Hipster burger bars are obviously a fad right now, and London’s MEATliquor is getting on the bandwagon with its new place on Trinity’s neglected Bank Street (check out the amazing gates at the bottom of this street on your way).
MEATliquor has a full restaurant downstairs that doubles up as the “main bar” and then a smaller “shop-window bar” at ground level. The full menu is available at both but the vibe is very different: upstairs is all about cocktails and bar snacks, downstairs is about the burgers.
The beer selection isn’t bad: on keg there’s Budvar, Hopf Weiss, Longhammer and a guest Magic Rock (High Wire when we visited). We’re massive Magic Rock fans so it gets an extra beer star just for that. In bottles/cans there’s 13 Guns, Hobo Lager, Estrella, Paulaner and Vedett. There aren’t any taps upstairs (they need room for six cocktail slush machines) but they might fetch you a High Wire from downstairs if you ask nicely. Keg prices are quoted in bizarre measurements of ⅔pt/2pt/3pt although we were assured you could order a single pint if you wanted.
Apart from the meat, this place is definitely about the liquor (the clue’s in the name), so it’s probably more appealing to cocktail-lovers than beer lovers even though we weren’t limited to a handful of crap lagers. There’s also some sort of DJ area which suggests they might turn into more of a club later on and even a dartboard in one of the booths (although I bet they’d be surprised if you tried to use it). Upstairs there’s also a photo booth… are photo booths the new ping-pong?

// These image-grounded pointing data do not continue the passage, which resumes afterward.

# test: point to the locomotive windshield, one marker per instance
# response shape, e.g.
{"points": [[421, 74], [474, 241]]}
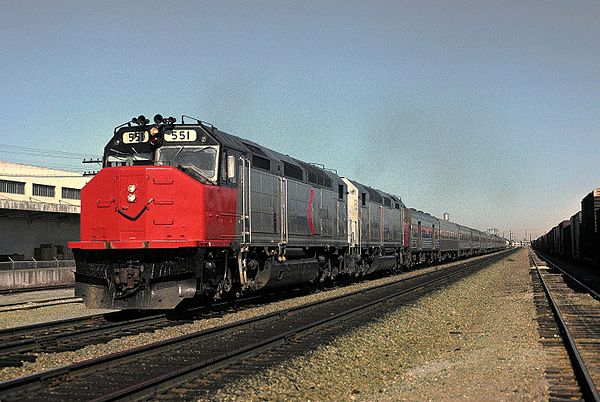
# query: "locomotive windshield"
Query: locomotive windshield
{"points": [[119, 158], [198, 161]]}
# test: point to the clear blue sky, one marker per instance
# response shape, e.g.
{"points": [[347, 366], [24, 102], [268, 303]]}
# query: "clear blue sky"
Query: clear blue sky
{"points": [[487, 110]]}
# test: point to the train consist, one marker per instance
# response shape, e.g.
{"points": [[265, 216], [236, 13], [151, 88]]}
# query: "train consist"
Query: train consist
{"points": [[184, 212], [577, 238]]}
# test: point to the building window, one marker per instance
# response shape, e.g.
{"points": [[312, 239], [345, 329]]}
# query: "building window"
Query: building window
{"points": [[71, 193], [13, 187], [42, 190]]}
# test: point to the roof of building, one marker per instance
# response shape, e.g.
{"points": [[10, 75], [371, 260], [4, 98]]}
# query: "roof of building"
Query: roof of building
{"points": [[36, 188]]}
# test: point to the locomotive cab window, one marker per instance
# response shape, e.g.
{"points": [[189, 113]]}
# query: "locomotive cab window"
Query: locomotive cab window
{"points": [[198, 161], [230, 169]]}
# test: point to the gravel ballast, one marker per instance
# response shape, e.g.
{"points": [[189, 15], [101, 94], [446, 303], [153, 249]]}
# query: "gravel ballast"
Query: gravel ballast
{"points": [[47, 361], [476, 340]]}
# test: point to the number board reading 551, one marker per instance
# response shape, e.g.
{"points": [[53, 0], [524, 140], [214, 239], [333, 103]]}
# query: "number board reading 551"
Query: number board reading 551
{"points": [[180, 135]]}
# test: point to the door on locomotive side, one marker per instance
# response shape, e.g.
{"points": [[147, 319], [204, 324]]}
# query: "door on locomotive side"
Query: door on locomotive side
{"points": [[353, 213]]}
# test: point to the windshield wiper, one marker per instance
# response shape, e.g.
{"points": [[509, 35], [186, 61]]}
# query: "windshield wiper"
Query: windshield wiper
{"points": [[176, 154], [118, 152]]}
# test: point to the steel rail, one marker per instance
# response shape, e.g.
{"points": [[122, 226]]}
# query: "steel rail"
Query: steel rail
{"points": [[31, 304], [594, 294], [35, 289], [588, 387], [34, 338], [153, 384], [36, 379]]}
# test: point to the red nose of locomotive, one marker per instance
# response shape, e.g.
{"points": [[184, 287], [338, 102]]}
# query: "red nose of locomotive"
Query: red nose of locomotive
{"points": [[149, 207]]}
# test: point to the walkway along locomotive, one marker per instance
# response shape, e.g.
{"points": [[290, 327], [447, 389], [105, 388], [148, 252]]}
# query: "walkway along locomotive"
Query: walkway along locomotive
{"points": [[186, 211]]}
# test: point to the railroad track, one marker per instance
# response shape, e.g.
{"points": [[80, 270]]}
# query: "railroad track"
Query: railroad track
{"points": [[35, 289], [22, 344], [197, 362], [581, 278], [569, 318], [32, 304]]}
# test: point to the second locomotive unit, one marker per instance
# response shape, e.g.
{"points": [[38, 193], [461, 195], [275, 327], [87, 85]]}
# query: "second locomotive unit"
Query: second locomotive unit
{"points": [[183, 212]]}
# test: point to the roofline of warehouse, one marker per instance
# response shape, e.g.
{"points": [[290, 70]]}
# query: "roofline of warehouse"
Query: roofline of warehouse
{"points": [[39, 206]]}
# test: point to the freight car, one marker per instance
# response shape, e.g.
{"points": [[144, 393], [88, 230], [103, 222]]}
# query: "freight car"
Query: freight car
{"points": [[579, 237], [185, 211]]}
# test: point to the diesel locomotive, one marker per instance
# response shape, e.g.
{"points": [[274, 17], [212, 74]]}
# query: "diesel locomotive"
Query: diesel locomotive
{"points": [[184, 212]]}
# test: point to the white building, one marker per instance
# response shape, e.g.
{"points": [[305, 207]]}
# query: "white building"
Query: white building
{"points": [[37, 206]]}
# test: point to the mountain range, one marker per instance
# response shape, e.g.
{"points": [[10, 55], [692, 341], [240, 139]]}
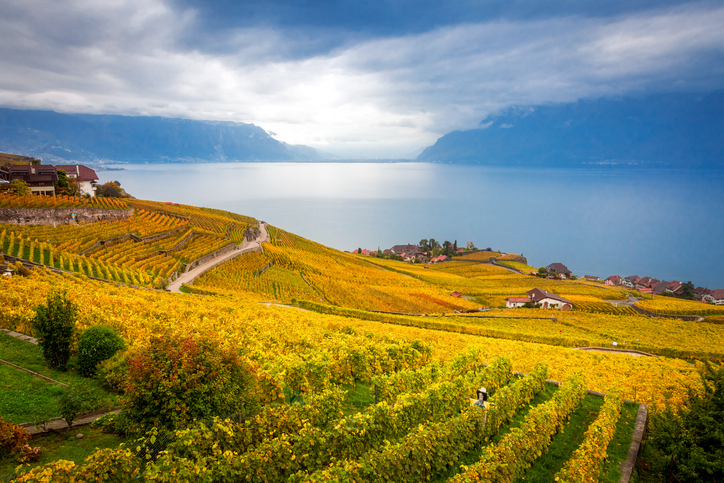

Décor is meat themed (I particularly liked the gig adverts for Otis Redmeat) and, like most hipster establishments, there’s a small dash of trendy misogyny and vegetarian-bashing about the menu but you can’t really avoid that at any burger bar at the moment, sadly.
One final thing: during September they have a dice promotion where you can roll a die with your bill for the chance at a discount. We got our whole meal (including the Magic Rock) for nowt!
I don’t think MEATLiquor is anything particularly special, but with the weight of Trinity behind it coupled with its location and late licence, I expect it will do very well. And I’m sure we’ll be back if we need a burger at midnight.